Hashiyrun adalah tikar yang dibuat dari daun-daun Bardiy, tumbuhan air yang banyak tumbuh di sekitar sungai Nil yang panjangnya bisa sampai satu meter atau lebih. Khumratun adalah tikar yang dibuat dari serabut pelepah pohon kurma. Dan Fahlun adalah tikar-Hashiyr yang telah menghitam ( kata Ibnu Maajah ) atau tikar yang dibuat dari pelepah pohon kurma yang jantan ( kata sebagian yang lain yang ditulis di catatan kaki kitab Sunan Ibnu Maajah ). 

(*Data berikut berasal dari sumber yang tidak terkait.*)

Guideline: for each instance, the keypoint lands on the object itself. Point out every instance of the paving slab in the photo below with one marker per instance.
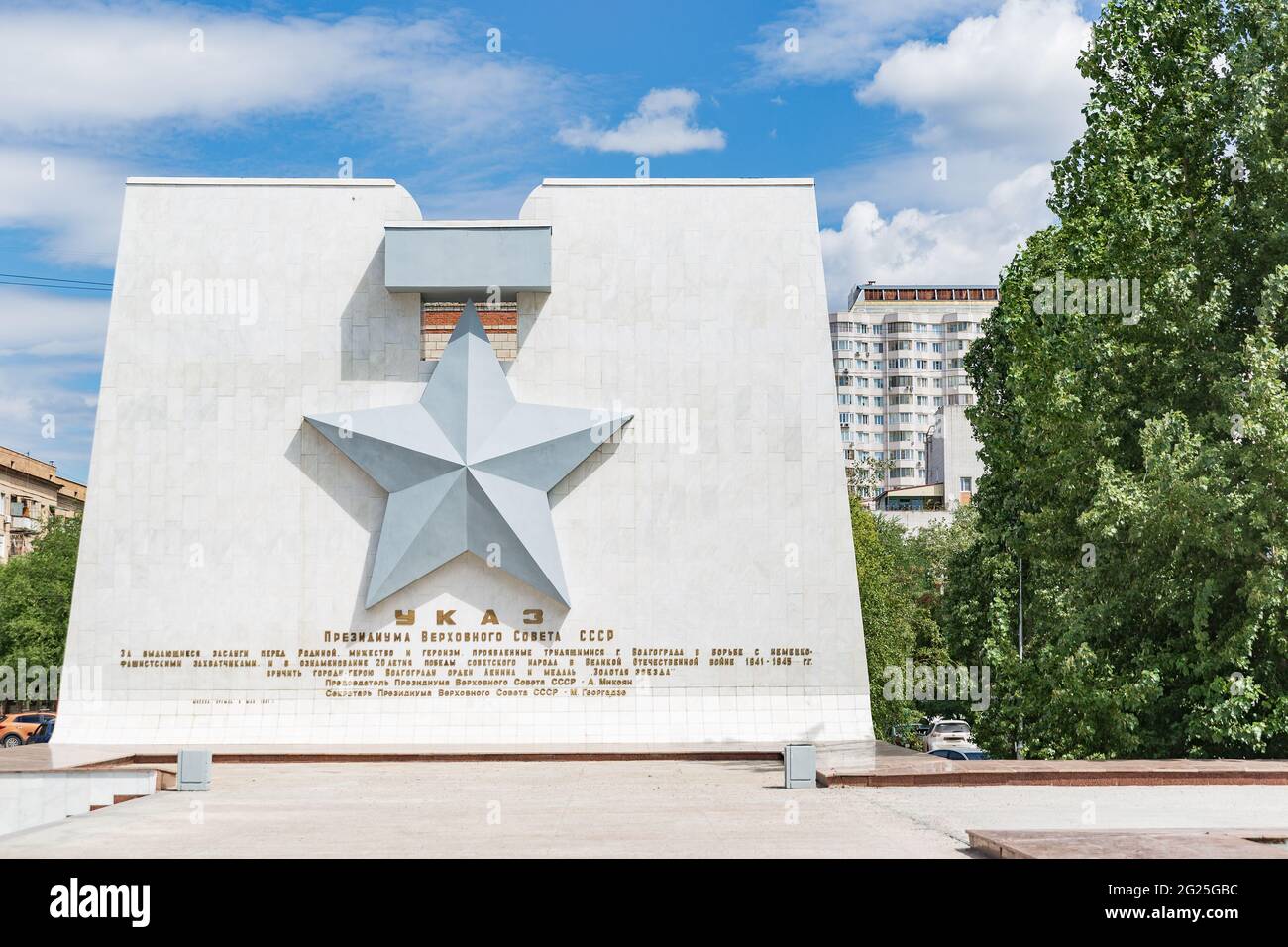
(576, 808)
(1089, 843)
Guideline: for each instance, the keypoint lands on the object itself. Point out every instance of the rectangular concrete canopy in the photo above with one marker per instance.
(465, 260)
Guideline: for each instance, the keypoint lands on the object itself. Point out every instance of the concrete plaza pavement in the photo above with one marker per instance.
(603, 808)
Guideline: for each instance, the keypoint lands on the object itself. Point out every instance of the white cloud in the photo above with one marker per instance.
(1009, 80)
(48, 322)
(661, 125)
(969, 245)
(93, 65)
(77, 208)
(51, 357)
(845, 39)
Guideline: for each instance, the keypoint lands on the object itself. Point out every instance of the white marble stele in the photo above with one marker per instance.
(227, 545)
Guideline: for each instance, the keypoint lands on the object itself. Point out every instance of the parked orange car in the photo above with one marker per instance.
(14, 728)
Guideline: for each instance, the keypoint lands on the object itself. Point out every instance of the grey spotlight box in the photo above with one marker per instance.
(193, 771)
(800, 766)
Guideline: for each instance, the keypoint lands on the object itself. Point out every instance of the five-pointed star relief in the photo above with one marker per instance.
(468, 470)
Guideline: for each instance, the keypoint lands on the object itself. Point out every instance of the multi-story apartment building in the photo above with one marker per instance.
(898, 357)
(31, 492)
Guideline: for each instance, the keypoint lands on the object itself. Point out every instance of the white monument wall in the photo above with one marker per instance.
(219, 522)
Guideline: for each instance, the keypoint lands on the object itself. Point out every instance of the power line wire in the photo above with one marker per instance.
(40, 286)
(54, 278)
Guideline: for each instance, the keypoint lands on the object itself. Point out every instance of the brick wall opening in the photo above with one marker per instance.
(500, 321)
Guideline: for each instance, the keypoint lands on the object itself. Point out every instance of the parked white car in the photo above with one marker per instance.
(945, 735)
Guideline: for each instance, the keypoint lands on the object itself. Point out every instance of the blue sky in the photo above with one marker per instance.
(871, 99)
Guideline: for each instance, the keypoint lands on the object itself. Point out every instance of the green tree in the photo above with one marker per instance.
(902, 585)
(37, 595)
(1138, 459)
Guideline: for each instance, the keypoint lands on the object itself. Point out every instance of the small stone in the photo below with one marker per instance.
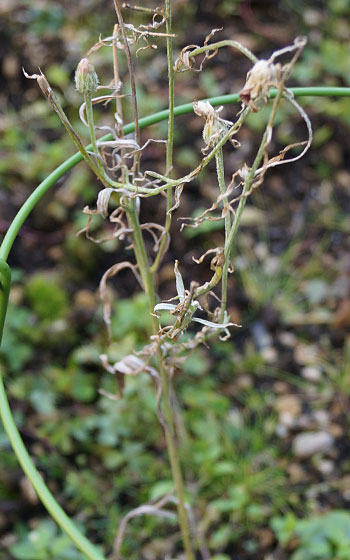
(325, 467)
(28, 491)
(310, 443)
(297, 473)
(306, 354)
(311, 373)
(321, 417)
(336, 430)
(288, 403)
(288, 339)
(281, 387)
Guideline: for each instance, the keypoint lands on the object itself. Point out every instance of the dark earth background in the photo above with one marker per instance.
(249, 404)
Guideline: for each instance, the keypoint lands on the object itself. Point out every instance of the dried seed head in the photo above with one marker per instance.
(214, 125)
(259, 79)
(86, 79)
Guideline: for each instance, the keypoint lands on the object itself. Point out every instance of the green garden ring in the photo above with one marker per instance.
(66, 524)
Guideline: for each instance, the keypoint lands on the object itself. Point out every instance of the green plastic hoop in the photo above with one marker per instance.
(52, 506)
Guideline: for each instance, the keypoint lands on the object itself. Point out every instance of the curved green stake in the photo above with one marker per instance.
(52, 506)
(5, 284)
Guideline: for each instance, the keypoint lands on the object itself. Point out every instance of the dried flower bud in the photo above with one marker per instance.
(86, 79)
(259, 79)
(214, 125)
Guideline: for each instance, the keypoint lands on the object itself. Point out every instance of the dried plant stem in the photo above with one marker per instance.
(258, 158)
(170, 142)
(221, 180)
(132, 81)
(225, 43)
(148, 282)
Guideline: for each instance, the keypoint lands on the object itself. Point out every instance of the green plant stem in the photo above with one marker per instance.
(224, 43)
(90, 121)
(148, 282)
(5, 285)
(52, 506)
(221, 180)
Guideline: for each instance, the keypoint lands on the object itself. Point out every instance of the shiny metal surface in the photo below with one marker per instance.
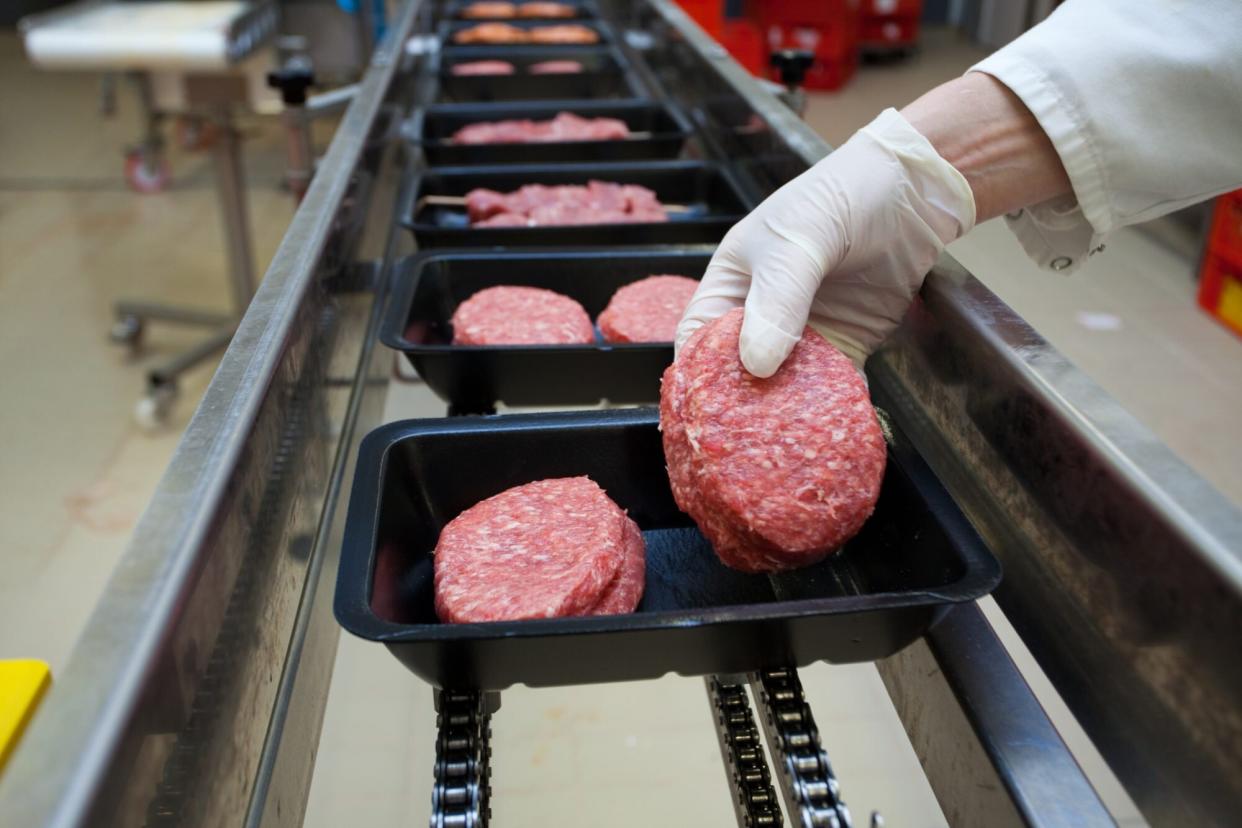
(1123, 569)
(988, 749)
(196, 693)
(162, 715)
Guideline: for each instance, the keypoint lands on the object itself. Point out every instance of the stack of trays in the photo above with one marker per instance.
(913, 558)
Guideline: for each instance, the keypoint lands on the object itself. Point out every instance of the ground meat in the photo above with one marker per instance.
(492, 34)
(780, 472)
(545, 10)
(498, 32)
(555, 67)
(647, 310)
(598, 202)
(494, 9)
(564, 34)
(542, 550)
(518, 315)
(482, 67)
(565, 127)
(625, 591)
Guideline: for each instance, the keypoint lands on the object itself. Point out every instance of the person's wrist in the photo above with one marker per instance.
(988, 134)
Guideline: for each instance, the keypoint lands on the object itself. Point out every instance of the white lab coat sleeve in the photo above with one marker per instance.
(1143, 102)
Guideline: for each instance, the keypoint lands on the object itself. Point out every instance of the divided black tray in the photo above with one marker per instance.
(709, 190)
(583, 9)
(448, 31)
(434, 128)
(886, 589)
(605, 75)
(472, 378)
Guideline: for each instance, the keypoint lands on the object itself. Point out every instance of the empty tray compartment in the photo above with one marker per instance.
(709, 193)
(475, 378)
(886, 587)
(605, 75)
(657, 132)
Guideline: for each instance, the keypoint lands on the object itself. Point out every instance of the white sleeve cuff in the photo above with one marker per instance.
(1056, 235)
(1066, 126)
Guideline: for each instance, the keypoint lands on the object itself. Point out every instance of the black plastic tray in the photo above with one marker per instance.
(450, 29)
(472, 378)
(713, 198)
(584, 10)
(605, 75)
(434, 127)
(886, 589)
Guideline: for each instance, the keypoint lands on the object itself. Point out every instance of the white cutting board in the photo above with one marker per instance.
(169, 35)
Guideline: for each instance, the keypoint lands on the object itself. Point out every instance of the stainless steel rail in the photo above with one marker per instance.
(196, 692)
(163, 713)
(1123, 567)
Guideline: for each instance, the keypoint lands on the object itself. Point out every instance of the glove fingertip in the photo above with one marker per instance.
(763, 346)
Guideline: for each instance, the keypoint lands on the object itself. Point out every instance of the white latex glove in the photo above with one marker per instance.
(845, 247)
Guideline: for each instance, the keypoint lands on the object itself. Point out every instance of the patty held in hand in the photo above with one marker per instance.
(778, 472)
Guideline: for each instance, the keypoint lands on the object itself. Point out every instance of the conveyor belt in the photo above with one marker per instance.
(1058, 481)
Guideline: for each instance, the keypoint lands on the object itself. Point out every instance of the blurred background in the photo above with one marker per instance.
(111, 193)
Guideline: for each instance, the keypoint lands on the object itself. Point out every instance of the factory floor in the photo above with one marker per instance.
(77, 472)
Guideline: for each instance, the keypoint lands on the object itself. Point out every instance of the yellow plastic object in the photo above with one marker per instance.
(1230, 308)
(22, 684)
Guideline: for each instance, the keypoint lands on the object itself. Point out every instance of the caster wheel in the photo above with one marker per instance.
(152, 411)
(147, 175)
(127, 330)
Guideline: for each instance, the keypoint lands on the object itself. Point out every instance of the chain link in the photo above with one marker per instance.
(462, 788)
(812, 795)
(743, 750)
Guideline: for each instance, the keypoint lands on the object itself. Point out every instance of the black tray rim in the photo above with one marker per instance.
(448, 27)
(419, 119)
(354, 579)
(409, 272)
(406, 212)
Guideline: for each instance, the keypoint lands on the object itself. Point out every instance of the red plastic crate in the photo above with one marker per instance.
(892, 8)
(829, 75)
(1225, 237)
(708, 14)
(877, 30)
(831, 42)
(804, 13)
(1220, 291)
(745, 42)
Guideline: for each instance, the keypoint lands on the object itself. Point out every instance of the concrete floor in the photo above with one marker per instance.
(77, 472)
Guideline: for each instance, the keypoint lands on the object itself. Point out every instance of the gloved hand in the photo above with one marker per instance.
(845, 247)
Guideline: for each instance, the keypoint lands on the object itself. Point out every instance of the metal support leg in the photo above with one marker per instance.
(231, 189)
(989, 750)
(745, 765)
(132, 315)
(298, 149)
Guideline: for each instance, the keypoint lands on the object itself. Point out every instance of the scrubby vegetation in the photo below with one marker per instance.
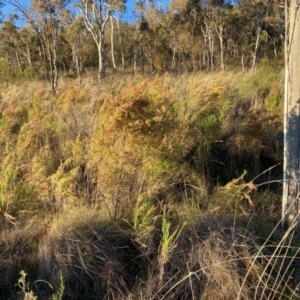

Sedang Thinfasah atau Thanfisah memiliki banyak makna yang diterakan dalam kamus-kamus bahasa Arab-Arab. Di kitab al-Qoomuusu al-Muhiyth berarti Hamparan, Kain dan Tikar dari pelepah pohon kurma yang lebarnya sehasta. Di kitab al-Mishbaahu al-Muniyr bermakna sesuatu ( hamparan ) yang diletakkan di antara pelana dan kedua bahu unta. Di kitab al-Muhallaa bermakna Hamparan dari bulu kambing ( binatang ). 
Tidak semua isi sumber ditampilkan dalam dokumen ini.